If Putin is not defeated in Ukraine, it will only get worse. In seeking to rebuild the empire, he would then turn his sights to Estonia, Latvia, Lithuania, and even Finland—all EU and NATO member states formerly part of the Russian Empire, which the Alliance is to protect. If the war in Ukraine stops, Russia will regroup and prepare to attack again. With an imperialist authoritarian Russia on its doorstep, no one in Europe is safe. This is what convinced Finland and Sweden to seek NATO membership last year.

However, at the summit, NATO gave no guarantees other than what it said in 2008 when it confirmed that Ukraine would one day become a member. There is no actual process to achieve this goal. In fact, the language of Vilnius could be seen as weaker, emphasizing that an invitation would only be made when “all allies agree” (meaning they do not currently agree), and when “conditions are met” (meaning there are conditions that are not met). it after). The exact nature of these circumstances remains obscure.

This is not just a missed opportunity. It reflects a failure to understand that the nature of European security has changed. Ukraine is currently doing NATO’s job for it – fighting to defend the borders of a free Europe. It is more capable militarily than most allies, standing up for the values ​​on which NATO was founded. Russia attacks Ukraine because it seeks to defeat those values: that Kiev remains stuck in the NATO waiting room is a green light for Putin to attack it again.

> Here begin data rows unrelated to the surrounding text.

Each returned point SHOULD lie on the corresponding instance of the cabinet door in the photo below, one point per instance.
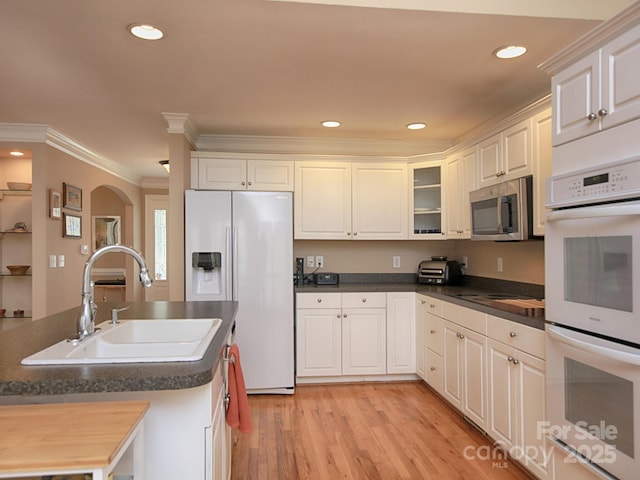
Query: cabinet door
(319, 340)
(270, 176)
(620, 86)
(474, 377)
(363, 341)
(502, 403)
(452, 358)
(489, 161)
(322, 201)
(516, 151)
(421, 347)
(401, 333)
(576, 95)
(380, 201)
(221, 174)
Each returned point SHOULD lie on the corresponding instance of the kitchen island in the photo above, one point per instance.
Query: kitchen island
(185, 433)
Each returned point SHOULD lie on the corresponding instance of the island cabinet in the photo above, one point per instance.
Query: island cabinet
(516, 388)
(598, 91)
(350, 201)
(213, 171)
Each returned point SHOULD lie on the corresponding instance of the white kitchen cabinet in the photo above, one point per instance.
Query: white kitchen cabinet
(598, 91)
(318, 334)
(426, 202)
(219, 173)
(460, 181)
(401, 332)
(344, 200)
(516, 386)
(340, 334)
(464, 371)
(541, 127)
(506, 155)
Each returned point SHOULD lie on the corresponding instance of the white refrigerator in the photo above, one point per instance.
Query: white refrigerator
(239, 246)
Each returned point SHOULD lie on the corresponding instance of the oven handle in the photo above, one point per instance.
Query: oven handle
(600, 350)
(617, 209)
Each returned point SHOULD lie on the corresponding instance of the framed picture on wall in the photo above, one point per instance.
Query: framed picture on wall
(106, 230)
(72, 197)
(55, 204)
(71, 226)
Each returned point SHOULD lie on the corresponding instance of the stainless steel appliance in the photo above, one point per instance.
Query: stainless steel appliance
(503, 212)
(439, 271)
(592, 259)
(239, 246)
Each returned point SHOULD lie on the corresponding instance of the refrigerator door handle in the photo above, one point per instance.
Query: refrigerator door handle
(227, 274)
(234, 275)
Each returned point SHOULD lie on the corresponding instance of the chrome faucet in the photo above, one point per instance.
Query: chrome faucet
(88, 308)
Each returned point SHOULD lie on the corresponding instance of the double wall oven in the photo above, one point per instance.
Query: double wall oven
(592, 257)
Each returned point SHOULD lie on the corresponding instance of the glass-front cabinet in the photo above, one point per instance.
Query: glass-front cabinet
(427, 216)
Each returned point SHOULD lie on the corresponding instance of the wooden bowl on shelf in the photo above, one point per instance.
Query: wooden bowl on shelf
(18, 269)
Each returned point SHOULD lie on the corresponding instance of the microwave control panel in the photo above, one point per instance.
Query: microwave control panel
(611, 182)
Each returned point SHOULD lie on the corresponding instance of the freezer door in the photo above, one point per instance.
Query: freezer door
(208, 233)
(263, 287)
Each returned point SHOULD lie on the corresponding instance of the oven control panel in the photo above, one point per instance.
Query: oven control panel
(611, 182)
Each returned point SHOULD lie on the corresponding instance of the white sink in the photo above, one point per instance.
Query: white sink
(134, 341)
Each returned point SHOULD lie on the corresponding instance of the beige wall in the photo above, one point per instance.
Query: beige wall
(57, 289)
(522, 261)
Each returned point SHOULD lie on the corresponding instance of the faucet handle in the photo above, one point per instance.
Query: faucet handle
(114, 314)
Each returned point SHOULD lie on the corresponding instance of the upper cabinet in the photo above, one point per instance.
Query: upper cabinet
(218, 173)
(599, 91)
(427, 201)
(506, 155)
(344, 201)
(460, 181)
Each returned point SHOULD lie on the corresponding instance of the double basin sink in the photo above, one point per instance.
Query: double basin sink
(134, 341)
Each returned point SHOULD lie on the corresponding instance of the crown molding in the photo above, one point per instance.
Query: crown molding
(591, 41)
(180, 123)
(37, 133)
(317, 146)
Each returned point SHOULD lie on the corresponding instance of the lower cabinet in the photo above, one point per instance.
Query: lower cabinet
(363, 333)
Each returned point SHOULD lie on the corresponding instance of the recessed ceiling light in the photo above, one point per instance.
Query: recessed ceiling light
(510, 51)
(146, 31)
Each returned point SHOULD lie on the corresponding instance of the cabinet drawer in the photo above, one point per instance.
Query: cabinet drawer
(364, 300)
(522, 337)
(471, 319)
(434, 338)
(318, 300)
(435, 371)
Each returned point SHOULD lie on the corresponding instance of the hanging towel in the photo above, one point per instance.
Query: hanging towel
(238, 412)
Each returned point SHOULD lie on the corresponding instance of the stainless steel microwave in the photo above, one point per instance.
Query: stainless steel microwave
(503, 212)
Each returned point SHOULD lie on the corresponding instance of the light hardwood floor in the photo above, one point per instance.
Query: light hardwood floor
(369, 431)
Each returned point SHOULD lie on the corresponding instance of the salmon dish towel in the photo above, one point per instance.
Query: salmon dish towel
(238, 411)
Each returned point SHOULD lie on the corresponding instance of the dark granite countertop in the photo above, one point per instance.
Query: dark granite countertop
(448, 293)
(22, 341)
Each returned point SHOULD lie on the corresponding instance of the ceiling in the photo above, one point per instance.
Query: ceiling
(275, 68)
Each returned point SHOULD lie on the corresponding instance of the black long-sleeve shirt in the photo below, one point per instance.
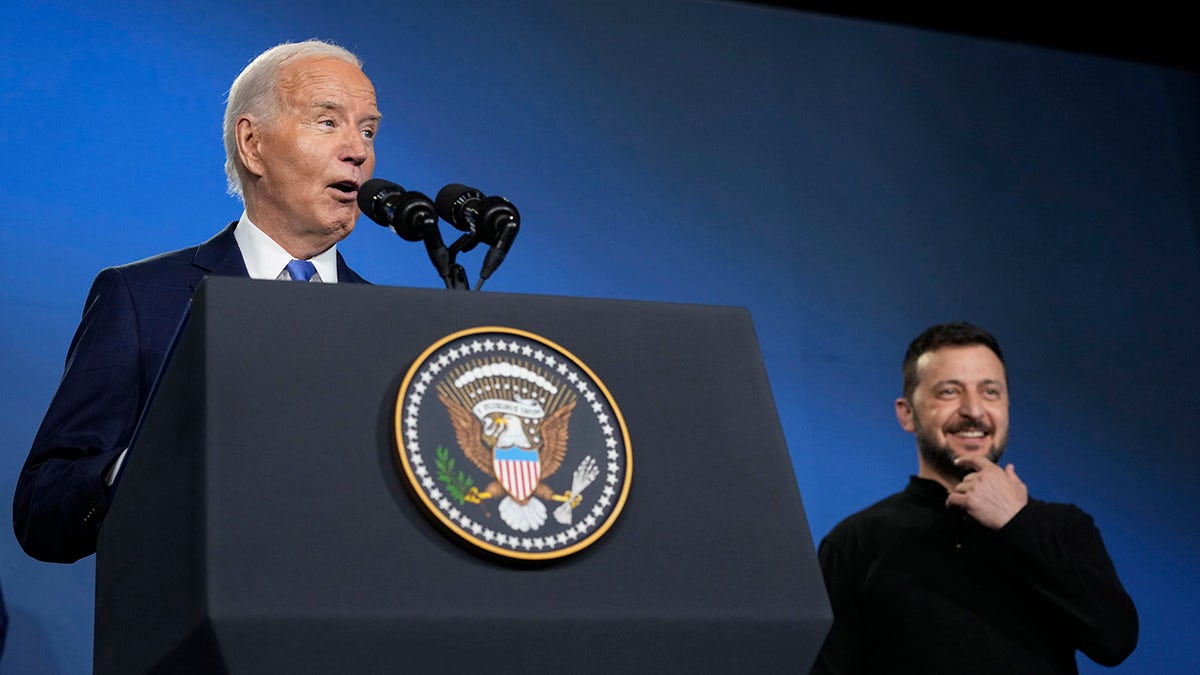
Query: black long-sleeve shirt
(919, 587)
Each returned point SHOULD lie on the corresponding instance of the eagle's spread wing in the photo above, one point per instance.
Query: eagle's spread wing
(468, 430)
(553, 440)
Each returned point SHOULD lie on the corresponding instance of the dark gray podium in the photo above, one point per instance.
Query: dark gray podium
(253, 532)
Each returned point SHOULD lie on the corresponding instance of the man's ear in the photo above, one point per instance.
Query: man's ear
(904, 414)
(247, 132)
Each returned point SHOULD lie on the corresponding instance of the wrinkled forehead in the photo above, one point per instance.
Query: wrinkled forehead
(315, 79)
(967, 364)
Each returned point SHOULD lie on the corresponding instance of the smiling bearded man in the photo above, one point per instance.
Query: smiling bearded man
(963, 571)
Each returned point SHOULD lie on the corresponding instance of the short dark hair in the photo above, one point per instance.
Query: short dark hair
(957, 334)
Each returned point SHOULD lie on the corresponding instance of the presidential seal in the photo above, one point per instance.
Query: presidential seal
(513, 443)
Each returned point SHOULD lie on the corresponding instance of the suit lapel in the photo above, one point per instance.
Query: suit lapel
(219, 256)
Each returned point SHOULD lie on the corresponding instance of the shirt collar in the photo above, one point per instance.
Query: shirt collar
(265, 260)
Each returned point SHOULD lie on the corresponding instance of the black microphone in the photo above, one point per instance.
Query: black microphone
(412, 215)
(491, 220)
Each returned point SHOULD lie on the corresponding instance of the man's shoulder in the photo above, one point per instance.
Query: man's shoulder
(190, 261)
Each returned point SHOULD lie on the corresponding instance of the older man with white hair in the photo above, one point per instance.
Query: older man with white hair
(299, 136)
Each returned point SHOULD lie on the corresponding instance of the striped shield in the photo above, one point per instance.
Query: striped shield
(517, 470)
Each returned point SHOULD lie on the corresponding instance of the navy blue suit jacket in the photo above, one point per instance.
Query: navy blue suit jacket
(129, 323)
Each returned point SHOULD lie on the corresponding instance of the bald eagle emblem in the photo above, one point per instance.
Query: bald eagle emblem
(513, 443)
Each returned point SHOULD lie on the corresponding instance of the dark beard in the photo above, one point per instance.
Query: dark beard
(941, 458)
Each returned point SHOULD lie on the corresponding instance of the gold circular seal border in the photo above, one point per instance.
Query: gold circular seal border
(454, 526)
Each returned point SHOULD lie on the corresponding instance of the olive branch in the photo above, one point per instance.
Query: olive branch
(456, 484)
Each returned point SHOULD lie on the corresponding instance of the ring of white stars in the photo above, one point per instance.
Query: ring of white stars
(489, 345)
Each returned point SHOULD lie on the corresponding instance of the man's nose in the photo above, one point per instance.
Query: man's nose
(355, 149)
(972, 406)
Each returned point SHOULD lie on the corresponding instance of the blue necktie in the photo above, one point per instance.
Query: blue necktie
(301, 270)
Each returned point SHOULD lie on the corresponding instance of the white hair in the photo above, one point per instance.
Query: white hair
(255, 93)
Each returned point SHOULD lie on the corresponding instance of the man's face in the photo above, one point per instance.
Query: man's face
(310, 161)
(959, 407)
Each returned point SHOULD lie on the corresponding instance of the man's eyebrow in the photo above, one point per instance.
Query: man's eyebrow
(336, 106)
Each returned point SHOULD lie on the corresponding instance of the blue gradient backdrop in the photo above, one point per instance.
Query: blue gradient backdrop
(849, 183)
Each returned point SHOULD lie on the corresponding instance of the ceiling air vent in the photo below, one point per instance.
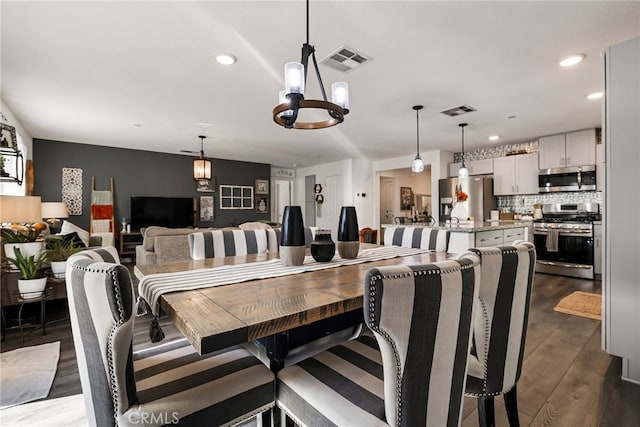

As for Ukraine, it must, of course, win the war first, which it does gradually. It should also continue to push for NATO membership and accelerate its adoption of the European Union acquired necessary to join. There is no future for Ukraine outside these blocs.

There is now a fundamental contradiction between NATO’s commitment to the security of the alliance and its refusal to give Ukraine a clear path to membership. With a nuclear-armed imperialist Russia laying claim to pieces of territory that belong to other countries – and waging a proxy war over the entire continent – it is hard to see how NATO could accomplish its mission of defending Europe without accepting Ukraine as a member. . It is this contradiction that must be addressed urgently, so that a firm call can be made when the Allies meet again next year.